This one’s for anyone who’s tried to be understood and found themselves knocking on the wrong damn door.
I’ve been reading Let Them by Mel Robbins, and I realized I didn’t practice what I’ve been learning. I dropped the ball in rather glorious fashion, which led to a messy, spiraling conversation with Dustin.
When I shared my feelings calmly, taking great care to own my own feelings and not cast blame, he felt blamed anyway—and got triggered. And I couldn’t sit with that. I couldn’t tolerate being misunderstood, so I kept explaining, kept defending, kept trying to make him see my intent.
I should have let him.
Let him misinterpret me and my intent.
Let him think it was unnecessary to bring those feelings up.
Let him feel blamed.
Let him feel whatever he felt—because that’s his, and that is out of my control.
Instead of trying to fix his perception and force clarity, I could have and should have walked away. With grace. With compassion.

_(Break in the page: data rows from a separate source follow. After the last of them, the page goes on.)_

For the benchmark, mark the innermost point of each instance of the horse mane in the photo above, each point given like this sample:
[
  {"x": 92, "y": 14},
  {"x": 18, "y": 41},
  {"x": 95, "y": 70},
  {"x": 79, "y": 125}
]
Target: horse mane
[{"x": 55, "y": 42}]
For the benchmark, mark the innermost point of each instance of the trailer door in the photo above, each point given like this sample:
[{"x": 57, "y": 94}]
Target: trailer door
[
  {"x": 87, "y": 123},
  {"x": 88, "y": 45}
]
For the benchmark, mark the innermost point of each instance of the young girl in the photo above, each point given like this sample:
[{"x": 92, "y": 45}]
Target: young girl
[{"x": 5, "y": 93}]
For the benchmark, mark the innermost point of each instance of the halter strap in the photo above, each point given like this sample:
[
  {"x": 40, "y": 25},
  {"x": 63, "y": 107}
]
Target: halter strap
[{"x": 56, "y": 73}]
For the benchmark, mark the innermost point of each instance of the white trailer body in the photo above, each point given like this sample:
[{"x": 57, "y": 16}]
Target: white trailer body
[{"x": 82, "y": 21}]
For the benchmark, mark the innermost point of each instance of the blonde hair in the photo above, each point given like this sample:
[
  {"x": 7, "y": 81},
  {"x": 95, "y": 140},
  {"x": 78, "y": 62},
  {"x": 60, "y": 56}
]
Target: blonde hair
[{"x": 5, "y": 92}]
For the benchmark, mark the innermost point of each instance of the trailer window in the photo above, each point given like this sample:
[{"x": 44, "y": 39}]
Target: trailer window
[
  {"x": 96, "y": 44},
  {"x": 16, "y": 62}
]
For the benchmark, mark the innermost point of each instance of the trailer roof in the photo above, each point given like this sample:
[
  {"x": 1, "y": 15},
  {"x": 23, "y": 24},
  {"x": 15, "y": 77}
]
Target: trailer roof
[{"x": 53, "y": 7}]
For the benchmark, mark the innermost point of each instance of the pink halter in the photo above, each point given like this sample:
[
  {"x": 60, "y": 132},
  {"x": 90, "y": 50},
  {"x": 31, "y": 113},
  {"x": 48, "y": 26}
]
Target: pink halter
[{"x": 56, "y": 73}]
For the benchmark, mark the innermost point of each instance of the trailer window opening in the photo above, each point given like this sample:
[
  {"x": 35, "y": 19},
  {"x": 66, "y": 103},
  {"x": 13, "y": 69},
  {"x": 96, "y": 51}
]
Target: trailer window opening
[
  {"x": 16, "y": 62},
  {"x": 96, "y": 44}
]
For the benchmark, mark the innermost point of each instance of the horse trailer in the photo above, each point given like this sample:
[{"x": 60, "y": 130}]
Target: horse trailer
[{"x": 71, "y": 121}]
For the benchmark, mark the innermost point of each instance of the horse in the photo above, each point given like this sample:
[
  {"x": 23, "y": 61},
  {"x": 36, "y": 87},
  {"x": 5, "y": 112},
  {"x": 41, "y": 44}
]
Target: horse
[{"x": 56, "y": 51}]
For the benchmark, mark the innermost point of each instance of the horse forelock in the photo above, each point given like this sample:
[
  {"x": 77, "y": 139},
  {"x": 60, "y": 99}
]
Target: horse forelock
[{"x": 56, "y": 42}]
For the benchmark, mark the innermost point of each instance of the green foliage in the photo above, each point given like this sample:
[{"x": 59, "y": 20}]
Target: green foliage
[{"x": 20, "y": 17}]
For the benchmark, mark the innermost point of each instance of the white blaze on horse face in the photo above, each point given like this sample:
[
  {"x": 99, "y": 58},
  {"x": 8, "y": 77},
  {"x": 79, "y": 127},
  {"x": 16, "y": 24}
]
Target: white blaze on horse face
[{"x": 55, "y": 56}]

I expected him to have the emotional capacity I needed. But maybe, in that moment, he simply couldn’t. I have deep sympathy for his reaction and lack of emotional bandwidth. I’m a teacher, after all. My daily life is basically a revolving door of emotional crises and fielding emotional monologues from teenagers who cry, cuss, and then ask me for a pencil and a laptop charger all in the same breath. My classroom is basically group therapy with colored pencils and chronic Wi-Fi issues. They aren’t the only ones that need a hug and a nap! My emotional tank runs dry long before my to-do list does.
You see, he wasn’t wrong—and neither was I. It wasn’t a conversation to be won or lost. I just failed to recognize that I was trying to draw emotional connection from a closed door.
It’s not my job to pry it open. But it is my job to recognize when I’m standing in front of one—and to walk away before I lose myself trying to be understood.